0.5 | tsp | allspice: ground |
1 | unit | Butternut Squash |
4 | unit | carrots |
0.5 | tsp | cayenne pepper, ground |
1.5 | cup | chick peas |
1 | tsp | cinnamon |
1 | tsp | coriander, ground |
2.5 | cup | Couscous |
0.67 | tbsp | cumin, ground |
2 | unit | eggplant |
1 | tbsp | olive oil |
1 | unit | red onion |
2 | unit | Russet potato |
0.91 | lb | tomatoes |
3.75 | cup | vegetable stock |
1. Coarsely chop the onion. Peel and dice the carrots. Peel and dice the potatoes. Peel, seed, and dice the squash. Cut the eggplant into 1-inch pieces. Drain and rinse the chickpeas
2. In a heavy pot, heat olive oil over medium-high. Add onion and cook, stirring occasionally, until soft, about 5 minutes. Add cumin, cinnamon, coriander, cayenne, and allspice and cook, stirring, until fragrant, about 1 minute. Add carrots, potatoes, and squash and season with salt and pepper. Cook, stirring occasionally, until beginning to brown, about 5 minutes.

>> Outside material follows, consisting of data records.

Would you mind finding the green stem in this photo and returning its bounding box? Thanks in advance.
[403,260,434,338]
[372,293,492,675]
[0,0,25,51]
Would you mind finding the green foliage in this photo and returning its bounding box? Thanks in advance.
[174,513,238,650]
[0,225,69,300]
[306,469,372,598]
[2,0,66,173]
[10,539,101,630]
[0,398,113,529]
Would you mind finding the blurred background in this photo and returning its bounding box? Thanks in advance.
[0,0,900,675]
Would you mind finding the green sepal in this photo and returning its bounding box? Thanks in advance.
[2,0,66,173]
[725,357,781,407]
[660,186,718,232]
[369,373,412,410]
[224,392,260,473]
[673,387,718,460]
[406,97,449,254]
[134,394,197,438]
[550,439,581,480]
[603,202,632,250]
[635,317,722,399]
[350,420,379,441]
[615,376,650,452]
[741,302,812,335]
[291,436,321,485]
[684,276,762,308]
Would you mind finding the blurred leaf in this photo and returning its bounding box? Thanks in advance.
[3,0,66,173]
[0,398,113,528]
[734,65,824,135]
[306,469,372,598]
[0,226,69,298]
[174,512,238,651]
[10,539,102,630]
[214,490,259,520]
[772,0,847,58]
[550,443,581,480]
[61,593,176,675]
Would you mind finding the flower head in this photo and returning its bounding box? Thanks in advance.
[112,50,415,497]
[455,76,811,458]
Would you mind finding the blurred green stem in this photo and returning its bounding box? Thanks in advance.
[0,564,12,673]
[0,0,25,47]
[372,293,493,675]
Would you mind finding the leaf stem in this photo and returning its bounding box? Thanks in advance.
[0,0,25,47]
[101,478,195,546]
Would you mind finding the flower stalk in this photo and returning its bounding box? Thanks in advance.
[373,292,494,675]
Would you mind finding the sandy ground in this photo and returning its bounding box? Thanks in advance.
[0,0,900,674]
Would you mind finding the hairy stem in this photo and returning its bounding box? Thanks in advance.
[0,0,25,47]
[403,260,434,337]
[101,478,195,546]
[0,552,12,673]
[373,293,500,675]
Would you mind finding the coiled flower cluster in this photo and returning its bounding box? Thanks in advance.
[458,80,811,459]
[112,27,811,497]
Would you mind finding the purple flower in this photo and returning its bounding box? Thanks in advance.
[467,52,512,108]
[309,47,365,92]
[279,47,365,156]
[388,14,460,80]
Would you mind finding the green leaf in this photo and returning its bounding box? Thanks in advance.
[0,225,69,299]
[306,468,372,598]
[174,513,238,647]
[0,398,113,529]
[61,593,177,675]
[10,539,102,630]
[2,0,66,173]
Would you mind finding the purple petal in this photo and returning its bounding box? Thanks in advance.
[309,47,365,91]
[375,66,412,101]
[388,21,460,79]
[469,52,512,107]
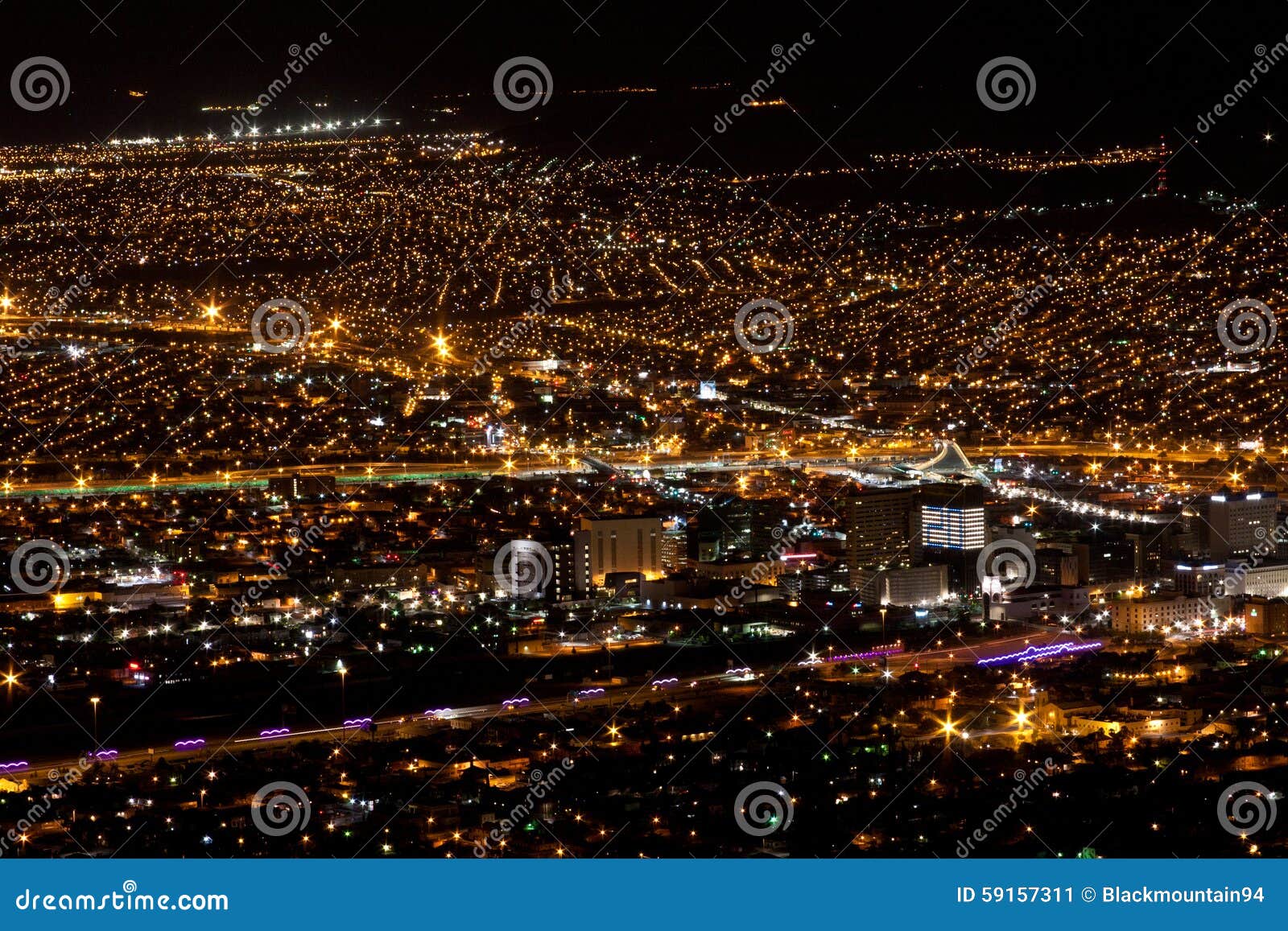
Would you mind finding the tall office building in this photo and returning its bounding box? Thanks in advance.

3. Add tomatoes and stock (vegetables should be completely covered by liquid; add water to cover if necessary). Season with salt and pepper. Bring to a gentle simmer and cook, uncovered, 20 minutes.
4. Add eggplant, stir to combine, and simmer until eggplant is tender, about 20 minutes. Stir in chickpeas, season with salt and pepper, and cook until chickpeas are warmed through, about 5 minutes.